Aşırı sıcak nedeniyle içi buz dolu şişeleri boynuna, başına koyup serinlemeye çalışan, başkanı görebilmek için ağaçlara çıkan, çocuğunu omzuna alanlar vardı. Esenyurt’tan gelen Sevim hanım, “Ben Aleviyim en yakın arkadaşlarım Sünni biz artık bölünmek istemiyoruz. Ekrem bey çok kapsayıcı bir dil kullanıyor” dedi. Beylikdüzü’nde neler yaptığını bildiklerinin altını çizdi ve ona sadece ‘sevginin kazanacağı’ yönünde değil ‘icraat konusunda’ da güveninin tam olduğunu anlattı.

Kalabalıkta evlilik hazırlığı yapan bir Fenerbahçe taraftarı ve Trabzon taraftarının dövizini gören İmamoğlu nikahlarını kıyma sözü verdi.

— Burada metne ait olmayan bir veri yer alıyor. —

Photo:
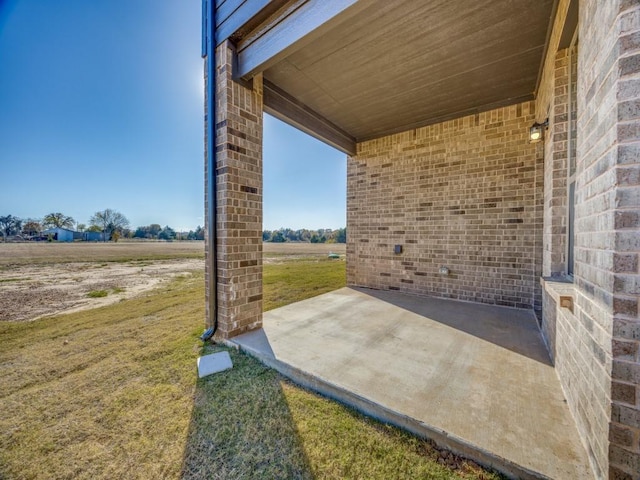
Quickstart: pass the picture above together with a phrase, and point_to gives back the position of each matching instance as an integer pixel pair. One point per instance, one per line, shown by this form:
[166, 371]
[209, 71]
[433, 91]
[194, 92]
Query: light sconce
[536, 132]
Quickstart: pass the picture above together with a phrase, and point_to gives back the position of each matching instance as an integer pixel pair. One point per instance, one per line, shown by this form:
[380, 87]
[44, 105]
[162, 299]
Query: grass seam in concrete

Konuşmanın sonunda mitinglerinde olduğu gibi üç kez üst üste “Her şey çok güzel olacak” diye haykıran İmamoğlu sonra da seçimden önce cumartesi günü Üsküdar’daki mitingine katılanların birbirine seslendiği gibi “Oldu; oldu” dedi. Ve, İstanbul’un çiçeği burnunda belediye başkanı ceketini çıkardı; gömleğinin kollarını sıvadı; ‘işe koyuldu’.
İstanbul’a halay çektiren başkan
Saatlerce başkanı bekleyen İstanbullular ise uzun süre ayrılmadı alandan. Onlarca noktada halay çekilip horon tepildi.

Saraçhane buluşmasını ‘kaçırmayan’ davulcu ve zurnacılar eşliğinde yolda halay çekenleri yarım saat sonra “Yolu açmamız gerek” diyen polisler ‘dağıttı’. Ancak kutlamalar ‘çayır-çimen’de sürdü. ‘Erik dalı gevrektir’, ‘Bahçe duvarından aştım’la oynayanlar arasındaki, Pendik’ten gelen bir grup kadın, “Kocalarımız evde bizi bekliyor ama biz buradan ayrılamıyoruz” diyerek oynamaya devam etti.
Çoğu kişi İmamoğlu’nun toplumun çok farklı katmanlarını birleştiren bir isim, umut olduğu konusunda hemfikirdi: İstanbul’a halay çektiren başkandı o!
İYİ Parti’nin Kağıthane gençlik kolundan Gülişan hanım, “Bize, başkanımıza, oy veren herkese demediklerini bırakmadılar. Ama son hafta Osman Öcalan TRT’ye çıktı. Neyse ki insanlar bilinçli. Ekrem beyi ilk tanıttıkları gün içim ısındı ona çok güveniyorum” dedi.
Dönüşte bana kızıyla birlikte yol arkadaşlığı yapan, Fatihli Adalet teyze neden oyunu İmamoğlu’na verdiğini ve kutlamaya geldiğini söyle anlattı: “Kızım benim de başım kapalı. Türbanlılara yanlış işler yapıldı ama sonra cumhurbaşkanı da çok yanlış işler yaptı. Sürekli meydanlardan azarlıyor. Ayrıştırdı toplumu. Neyse ki Ekrem bey gibi insanları kucaklayan bir dil kullanan başkanı var bu kentin artık.”
Seçim sonrasında da olduğu gibi ‘İmamoğlu’ ve ‘her şey çok güzel olacak’ temalı ürünleri satanlar rating yükselince yükselen fiyatlarla satış yapıyor; simitçi, sucu, köfteci nasibini alıyordu.
Unkapanı’ndaki kimi ‘tarihi’ kimi ‘meşhur’ pilavcılar dolup taştı. Ben de çok sayıda İstanbullu gibi geceye noktayı pilavcı da koydum. Garson, “Her akşam 23.00’te bitirdiğimiz pilavı 20.00’de bitirdik; yenisi geldi” dedi.
Seçim öncesinde Silivri’deki mitingde göze çarpan, “Mazbata 2 is coming” yazılı dövizin mesajı gerçek olmuş; ikinci mazbata alınmıştı. Hem de İmamoğlu’nun, “Halkın iradesi 806 bin kez tecelli etti” göndermesinde olduğu gibi bu kez büyük farkla kazanılarak alınmıştı.
İmamoğlu ‘ilk iş gününe’ hazırlanmak için evine giderken kentte değişim için oy kullanan ve kazanmanın tadını çıkaran İstanbullular da evlerinin yolunu tuttu.